Politique

Laurent Wauquiez favorise-t-il certains départements dans la région ?

Par Marc Vantorhoudt, France Bleu Pays d'Auvergne et France Bleu Saint-Étienne Loire mardi 14 février 2017 à 11:48

Laurent Wauquiez, président de la région Auvergne-Rhône-Alpes
Laurent Wauquiez, président de la région Auvergne-Rhône-Alpes © Radio France - Marc van Torhoudt

Alors qu'il a signé ces dernières semaines des Pactes de soutien économique avec trois départements (le Cantal et la Haute-Loire, l'Ardèche est en négociations), le président (LR) du conseil régional d'Auvergne-Rhône-Alpes, Laurent Wauquiez, est accusé de favoriser certains territoires.

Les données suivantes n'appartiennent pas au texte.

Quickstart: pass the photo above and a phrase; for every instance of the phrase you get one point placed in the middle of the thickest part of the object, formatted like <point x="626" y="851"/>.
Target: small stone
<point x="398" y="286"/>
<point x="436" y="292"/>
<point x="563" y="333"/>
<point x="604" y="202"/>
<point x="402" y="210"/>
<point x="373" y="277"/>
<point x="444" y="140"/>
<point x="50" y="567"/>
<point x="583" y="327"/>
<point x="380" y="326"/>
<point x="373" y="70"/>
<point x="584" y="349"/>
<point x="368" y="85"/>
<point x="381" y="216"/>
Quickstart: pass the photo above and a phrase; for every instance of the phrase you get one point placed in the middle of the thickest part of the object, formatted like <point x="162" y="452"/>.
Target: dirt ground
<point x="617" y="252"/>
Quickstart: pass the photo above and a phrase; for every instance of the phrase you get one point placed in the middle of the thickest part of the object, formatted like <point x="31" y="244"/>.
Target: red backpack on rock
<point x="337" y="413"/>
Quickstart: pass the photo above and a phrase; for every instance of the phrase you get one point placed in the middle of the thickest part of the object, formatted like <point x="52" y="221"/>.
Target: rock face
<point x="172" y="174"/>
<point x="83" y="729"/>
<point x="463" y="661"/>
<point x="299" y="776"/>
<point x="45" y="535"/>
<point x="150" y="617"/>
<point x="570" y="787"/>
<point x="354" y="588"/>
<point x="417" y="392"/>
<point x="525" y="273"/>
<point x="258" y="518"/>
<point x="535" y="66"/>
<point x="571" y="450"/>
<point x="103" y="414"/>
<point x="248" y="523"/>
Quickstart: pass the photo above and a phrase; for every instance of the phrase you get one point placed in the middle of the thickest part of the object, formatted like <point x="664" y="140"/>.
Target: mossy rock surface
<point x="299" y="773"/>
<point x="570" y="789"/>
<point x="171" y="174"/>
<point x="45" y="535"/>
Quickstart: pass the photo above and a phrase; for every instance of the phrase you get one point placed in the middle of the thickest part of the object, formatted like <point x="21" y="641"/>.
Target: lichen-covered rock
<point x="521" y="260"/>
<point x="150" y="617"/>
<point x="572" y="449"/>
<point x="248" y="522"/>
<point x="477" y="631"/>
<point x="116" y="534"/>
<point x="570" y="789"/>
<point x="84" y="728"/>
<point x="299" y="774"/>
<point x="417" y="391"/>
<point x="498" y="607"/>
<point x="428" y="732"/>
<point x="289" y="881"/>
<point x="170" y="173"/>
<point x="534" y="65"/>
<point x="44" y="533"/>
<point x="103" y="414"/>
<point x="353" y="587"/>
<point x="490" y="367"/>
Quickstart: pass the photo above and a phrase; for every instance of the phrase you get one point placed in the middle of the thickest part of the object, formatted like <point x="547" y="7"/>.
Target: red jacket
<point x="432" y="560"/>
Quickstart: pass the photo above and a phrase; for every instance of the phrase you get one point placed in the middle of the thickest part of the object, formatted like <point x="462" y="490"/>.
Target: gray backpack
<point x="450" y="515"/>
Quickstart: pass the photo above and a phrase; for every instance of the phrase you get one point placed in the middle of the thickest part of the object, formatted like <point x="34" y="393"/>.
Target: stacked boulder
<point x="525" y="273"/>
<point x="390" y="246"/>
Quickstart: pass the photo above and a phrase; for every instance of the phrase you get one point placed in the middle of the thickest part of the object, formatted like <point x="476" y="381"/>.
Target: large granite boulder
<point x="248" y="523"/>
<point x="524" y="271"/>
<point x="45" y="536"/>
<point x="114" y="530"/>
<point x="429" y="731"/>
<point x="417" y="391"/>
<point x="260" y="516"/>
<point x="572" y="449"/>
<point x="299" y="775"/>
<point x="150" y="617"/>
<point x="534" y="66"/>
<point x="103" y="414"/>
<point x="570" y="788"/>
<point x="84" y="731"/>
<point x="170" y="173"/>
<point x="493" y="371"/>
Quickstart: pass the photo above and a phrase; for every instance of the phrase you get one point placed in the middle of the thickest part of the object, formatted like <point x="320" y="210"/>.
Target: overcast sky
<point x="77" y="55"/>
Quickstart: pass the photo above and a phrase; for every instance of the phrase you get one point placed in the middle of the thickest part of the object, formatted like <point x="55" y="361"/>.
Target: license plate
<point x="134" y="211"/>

Quinze millions d’euros. C’est la somme accordée au Puy-en-Velay, le chef-lieu de Haute-Loire (43), par la région d’Auvergne-Rhône-Alpes en 2016. Le Puy-en-Velay, c’est le fief de Laurent Wauquiez, qui y a été maire pendant 8 ans jusqu’à son élection à la présidence de la région début 2016. Et 15 millions d’euros, c’est trois fois plus que ce qu’ont perçu en aides et subventions d’autres villes de la région d’importance égale, comme Moulins ou Aurillac. De quoi faire grincer des dents à beaucoup de conseillers régionaux, notamment dans l’opposition.

"On s’aperçoit que les projets qui viennent de Haute-Loire et du Puy reçoivent plus d’attention que les autres, déplore Marie-Hélène Riamon, conseillère départementale de la Loire (42). Par exemple, quand une commune de Haute-Loire demande une aide pour une chaufferie au bois, la subvention peut atteindre jusqu’à 80 % du coût total, alors qu’on ne dépassera pas les 50-60 % dans d’autres départements !"

Les projets qui viennent de Haute-Loire et du Puy sont privilégiés".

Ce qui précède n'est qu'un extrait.